You need to be careful, the naive way of creating particles will have you creating fractional particles for low values of n (probably not what you want). Instead create an accumulator variable that gets summed with your delta_time values each frame. Each frame check it to see how many particles you need to create that frame and subtract the appropriate amounts:

void GenerateParticles(double delta_time) {
  accumulator += delta_time;
  while (accumulator > 1.0 / particles_per_second) {
    CreateParticle(...);
    accumulator -= 1.0 / particles_per_second;
  }  
}

Make sure you put some limiting in so that if the time delta is large you don't create a million particles all at once.

OTHER TIPS

The number of particles emitted at a frame can be computed by:

double n = delta_time * frequency
int i = (int)n;
f = n - i;

Basically you can emit i particles.

The fractional part f can be accumulated for the later frames. When it accumulates greater than one you can emit the integral number of particles:

f_sum += f;
if (f_sum > 1.0) {
    int j = (int)f_sum;
    f_sum -= j;
    i += j;
}

However, the following is another interesting solution for fractional number of particle.

By using a pseudo random number generator (PRNG), we can use it to determine whether a particle should be emitted:

if (f >= r()) // Assumes r() is a PRNG generating a random value in [0, 1) 
    i++;

This approach is useful when the frequency changes respect to time. And it eliminates the need of storing an additional variable.

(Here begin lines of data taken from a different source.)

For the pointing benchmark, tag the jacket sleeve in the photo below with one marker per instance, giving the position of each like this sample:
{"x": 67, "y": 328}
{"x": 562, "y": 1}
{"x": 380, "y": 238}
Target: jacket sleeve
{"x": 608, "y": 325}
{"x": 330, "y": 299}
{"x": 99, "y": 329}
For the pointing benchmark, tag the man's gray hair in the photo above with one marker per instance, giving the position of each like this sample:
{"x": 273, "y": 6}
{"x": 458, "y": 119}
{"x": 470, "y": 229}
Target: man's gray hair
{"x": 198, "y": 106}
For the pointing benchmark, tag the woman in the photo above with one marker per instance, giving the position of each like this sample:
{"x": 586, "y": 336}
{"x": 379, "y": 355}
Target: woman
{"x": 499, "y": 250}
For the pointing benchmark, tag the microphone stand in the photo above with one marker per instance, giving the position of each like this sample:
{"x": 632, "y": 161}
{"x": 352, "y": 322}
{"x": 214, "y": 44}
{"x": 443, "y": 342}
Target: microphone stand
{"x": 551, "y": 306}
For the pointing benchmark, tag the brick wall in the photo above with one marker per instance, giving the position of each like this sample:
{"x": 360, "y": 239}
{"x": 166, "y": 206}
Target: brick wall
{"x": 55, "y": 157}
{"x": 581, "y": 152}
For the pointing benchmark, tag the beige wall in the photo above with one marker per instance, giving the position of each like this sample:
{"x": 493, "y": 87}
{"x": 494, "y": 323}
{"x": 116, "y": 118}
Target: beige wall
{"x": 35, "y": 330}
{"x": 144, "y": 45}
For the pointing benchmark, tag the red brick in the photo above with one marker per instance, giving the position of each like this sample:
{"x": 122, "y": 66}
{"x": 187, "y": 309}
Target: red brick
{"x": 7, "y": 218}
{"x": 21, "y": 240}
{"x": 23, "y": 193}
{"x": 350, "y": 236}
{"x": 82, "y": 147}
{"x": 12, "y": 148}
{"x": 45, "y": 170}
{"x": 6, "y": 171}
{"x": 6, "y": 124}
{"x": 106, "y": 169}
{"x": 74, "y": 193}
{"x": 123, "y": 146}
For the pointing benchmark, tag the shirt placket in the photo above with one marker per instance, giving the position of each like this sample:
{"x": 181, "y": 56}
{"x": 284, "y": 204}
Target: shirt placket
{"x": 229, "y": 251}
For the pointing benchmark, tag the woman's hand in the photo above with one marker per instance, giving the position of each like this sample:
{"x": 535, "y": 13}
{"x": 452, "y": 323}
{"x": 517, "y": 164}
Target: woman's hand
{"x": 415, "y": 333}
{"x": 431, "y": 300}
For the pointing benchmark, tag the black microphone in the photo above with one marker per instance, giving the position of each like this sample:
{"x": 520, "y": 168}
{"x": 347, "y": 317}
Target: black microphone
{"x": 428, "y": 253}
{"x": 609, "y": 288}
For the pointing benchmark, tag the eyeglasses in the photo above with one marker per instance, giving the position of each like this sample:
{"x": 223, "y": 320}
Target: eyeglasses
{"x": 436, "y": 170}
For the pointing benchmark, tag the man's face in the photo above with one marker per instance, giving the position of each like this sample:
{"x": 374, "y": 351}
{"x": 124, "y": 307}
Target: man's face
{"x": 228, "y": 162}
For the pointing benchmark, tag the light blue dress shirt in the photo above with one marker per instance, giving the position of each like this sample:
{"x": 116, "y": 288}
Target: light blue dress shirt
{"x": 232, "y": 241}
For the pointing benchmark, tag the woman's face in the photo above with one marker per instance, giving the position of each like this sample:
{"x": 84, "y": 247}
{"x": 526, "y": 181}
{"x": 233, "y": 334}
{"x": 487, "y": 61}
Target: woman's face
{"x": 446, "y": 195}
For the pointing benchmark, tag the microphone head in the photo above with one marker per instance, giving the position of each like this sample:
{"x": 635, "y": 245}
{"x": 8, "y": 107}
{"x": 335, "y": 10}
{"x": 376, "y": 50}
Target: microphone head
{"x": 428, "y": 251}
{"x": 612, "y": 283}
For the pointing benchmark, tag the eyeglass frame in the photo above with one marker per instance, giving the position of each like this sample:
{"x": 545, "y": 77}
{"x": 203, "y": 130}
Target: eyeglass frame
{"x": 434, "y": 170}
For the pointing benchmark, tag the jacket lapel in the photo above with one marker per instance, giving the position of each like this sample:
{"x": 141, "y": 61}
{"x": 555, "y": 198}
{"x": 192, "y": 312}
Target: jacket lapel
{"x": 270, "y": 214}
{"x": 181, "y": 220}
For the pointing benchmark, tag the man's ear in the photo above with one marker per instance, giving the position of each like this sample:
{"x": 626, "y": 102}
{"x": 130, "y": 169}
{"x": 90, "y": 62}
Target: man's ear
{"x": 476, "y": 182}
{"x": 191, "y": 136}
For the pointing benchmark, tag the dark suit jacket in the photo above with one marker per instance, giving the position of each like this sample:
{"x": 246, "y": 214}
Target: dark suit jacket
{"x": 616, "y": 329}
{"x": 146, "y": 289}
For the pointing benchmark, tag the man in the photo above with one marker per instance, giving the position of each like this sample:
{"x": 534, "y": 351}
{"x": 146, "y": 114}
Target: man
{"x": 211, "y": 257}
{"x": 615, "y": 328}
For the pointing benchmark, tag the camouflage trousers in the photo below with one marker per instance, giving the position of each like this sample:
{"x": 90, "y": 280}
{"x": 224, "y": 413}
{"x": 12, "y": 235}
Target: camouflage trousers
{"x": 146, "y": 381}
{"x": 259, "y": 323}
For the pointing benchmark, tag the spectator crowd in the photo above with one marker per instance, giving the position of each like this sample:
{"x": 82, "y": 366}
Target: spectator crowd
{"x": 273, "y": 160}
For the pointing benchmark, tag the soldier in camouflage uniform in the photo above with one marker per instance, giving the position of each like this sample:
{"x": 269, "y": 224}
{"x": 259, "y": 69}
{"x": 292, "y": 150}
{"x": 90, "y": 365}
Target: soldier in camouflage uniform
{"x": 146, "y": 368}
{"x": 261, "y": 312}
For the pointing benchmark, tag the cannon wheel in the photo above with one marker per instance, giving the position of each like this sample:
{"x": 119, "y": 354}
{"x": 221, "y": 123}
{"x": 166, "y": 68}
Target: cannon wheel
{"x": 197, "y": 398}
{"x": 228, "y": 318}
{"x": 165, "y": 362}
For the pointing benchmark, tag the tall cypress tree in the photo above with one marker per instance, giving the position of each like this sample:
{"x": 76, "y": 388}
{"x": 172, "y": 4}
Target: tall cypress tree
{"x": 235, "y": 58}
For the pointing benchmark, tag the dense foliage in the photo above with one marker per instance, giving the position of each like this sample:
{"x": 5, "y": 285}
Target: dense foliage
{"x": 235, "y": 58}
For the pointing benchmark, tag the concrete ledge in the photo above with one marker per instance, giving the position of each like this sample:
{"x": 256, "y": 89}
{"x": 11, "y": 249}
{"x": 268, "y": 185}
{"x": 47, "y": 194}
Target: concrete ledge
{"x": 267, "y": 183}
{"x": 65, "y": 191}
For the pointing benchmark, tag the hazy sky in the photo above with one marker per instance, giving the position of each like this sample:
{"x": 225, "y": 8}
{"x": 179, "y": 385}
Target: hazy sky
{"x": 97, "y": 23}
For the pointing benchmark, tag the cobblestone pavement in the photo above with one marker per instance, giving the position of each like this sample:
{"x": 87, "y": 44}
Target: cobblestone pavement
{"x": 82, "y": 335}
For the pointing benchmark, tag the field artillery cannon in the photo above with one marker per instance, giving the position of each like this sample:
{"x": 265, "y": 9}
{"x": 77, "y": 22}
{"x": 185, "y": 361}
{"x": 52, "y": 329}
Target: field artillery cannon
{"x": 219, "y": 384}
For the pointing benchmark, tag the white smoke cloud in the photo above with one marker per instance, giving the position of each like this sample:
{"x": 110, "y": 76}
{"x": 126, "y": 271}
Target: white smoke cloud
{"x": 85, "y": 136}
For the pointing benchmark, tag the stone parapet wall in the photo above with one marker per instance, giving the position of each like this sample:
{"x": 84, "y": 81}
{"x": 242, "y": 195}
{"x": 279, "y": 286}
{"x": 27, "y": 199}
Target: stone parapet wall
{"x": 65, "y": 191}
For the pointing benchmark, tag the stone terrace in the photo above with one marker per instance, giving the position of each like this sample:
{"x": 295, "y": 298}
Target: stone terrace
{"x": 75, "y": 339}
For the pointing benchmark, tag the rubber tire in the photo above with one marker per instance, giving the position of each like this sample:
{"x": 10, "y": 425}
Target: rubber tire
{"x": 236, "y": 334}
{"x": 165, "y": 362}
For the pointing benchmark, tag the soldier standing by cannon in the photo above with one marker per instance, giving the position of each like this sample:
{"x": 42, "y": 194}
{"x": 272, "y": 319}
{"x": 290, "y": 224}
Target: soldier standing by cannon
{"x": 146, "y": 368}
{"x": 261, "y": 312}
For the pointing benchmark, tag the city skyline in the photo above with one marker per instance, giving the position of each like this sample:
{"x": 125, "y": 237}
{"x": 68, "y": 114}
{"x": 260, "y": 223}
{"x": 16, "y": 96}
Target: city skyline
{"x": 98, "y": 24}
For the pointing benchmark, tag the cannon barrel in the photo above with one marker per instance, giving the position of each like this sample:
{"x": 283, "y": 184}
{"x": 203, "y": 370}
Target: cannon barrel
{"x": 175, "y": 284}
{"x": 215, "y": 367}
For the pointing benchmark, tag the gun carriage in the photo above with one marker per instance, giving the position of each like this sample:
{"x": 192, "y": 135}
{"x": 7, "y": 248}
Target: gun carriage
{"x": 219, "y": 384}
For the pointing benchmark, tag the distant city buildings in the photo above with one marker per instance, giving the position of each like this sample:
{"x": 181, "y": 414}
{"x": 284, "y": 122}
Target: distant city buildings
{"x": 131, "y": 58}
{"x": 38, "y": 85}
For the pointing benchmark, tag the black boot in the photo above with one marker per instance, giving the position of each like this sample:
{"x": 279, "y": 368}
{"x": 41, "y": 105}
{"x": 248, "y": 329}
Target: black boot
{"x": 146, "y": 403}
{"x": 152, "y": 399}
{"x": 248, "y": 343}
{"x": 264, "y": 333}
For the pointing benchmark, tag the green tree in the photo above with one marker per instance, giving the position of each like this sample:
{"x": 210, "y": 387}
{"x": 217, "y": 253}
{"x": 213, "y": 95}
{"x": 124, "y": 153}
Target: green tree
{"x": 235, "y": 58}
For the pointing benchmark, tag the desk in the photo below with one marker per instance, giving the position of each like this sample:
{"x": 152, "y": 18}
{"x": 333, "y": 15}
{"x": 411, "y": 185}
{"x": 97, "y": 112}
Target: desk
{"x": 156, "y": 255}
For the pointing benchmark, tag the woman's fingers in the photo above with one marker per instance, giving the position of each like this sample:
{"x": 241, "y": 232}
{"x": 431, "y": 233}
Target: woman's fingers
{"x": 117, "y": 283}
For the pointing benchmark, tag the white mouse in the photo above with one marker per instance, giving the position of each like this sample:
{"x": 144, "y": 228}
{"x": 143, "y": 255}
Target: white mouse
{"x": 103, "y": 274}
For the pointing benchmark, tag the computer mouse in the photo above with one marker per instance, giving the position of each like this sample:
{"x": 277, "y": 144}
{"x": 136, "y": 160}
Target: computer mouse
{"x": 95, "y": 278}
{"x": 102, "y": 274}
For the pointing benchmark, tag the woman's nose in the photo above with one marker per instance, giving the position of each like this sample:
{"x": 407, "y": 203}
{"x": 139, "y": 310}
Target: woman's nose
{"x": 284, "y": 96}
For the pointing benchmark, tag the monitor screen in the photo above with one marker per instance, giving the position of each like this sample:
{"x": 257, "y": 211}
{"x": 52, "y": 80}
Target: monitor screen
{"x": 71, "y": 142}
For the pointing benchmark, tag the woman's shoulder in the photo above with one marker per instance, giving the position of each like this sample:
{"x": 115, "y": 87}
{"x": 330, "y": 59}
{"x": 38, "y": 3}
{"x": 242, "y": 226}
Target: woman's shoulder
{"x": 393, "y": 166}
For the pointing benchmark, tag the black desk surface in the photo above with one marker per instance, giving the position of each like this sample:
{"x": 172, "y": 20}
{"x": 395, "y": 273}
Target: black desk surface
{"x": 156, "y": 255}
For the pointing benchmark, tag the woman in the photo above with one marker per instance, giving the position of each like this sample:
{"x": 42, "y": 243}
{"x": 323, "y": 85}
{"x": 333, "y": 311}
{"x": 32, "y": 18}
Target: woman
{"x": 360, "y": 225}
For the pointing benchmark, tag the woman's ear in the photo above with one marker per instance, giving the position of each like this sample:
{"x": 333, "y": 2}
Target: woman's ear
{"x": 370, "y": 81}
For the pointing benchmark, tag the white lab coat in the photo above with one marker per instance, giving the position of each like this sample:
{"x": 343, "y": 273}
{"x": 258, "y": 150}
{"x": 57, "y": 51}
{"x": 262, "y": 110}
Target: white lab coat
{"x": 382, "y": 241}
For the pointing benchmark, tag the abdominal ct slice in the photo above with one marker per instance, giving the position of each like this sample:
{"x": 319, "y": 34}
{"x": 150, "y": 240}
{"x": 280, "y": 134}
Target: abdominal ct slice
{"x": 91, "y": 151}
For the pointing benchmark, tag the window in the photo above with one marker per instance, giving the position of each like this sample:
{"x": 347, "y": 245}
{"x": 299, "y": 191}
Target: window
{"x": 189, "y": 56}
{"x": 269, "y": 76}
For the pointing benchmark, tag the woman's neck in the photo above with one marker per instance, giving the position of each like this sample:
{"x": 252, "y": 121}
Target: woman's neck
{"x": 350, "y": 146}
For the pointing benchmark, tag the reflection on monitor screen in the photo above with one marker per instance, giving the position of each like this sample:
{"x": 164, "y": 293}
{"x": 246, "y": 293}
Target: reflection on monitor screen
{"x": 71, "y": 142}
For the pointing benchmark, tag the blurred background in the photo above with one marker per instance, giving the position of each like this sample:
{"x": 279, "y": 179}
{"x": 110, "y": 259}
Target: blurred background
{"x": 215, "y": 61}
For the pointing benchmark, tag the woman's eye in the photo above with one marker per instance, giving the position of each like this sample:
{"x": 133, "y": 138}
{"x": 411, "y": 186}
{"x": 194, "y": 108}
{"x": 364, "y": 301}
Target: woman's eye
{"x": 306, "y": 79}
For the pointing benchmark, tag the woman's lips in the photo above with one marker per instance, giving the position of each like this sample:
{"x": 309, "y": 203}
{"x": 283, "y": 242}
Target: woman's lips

Another beauty of this approach is that, the particle system will look less uniform. For example, if the frequency is 1.5 and delta time is 1, using the first approach, the frames will emit a sequence of 1, 2, 1, 2, ... particles. The second approach can break this pattern.

Besides, you may use of modf() to extract the integral and fractional part of a floating point number.

You just need to create n * delta_time particles in GenerateParticles.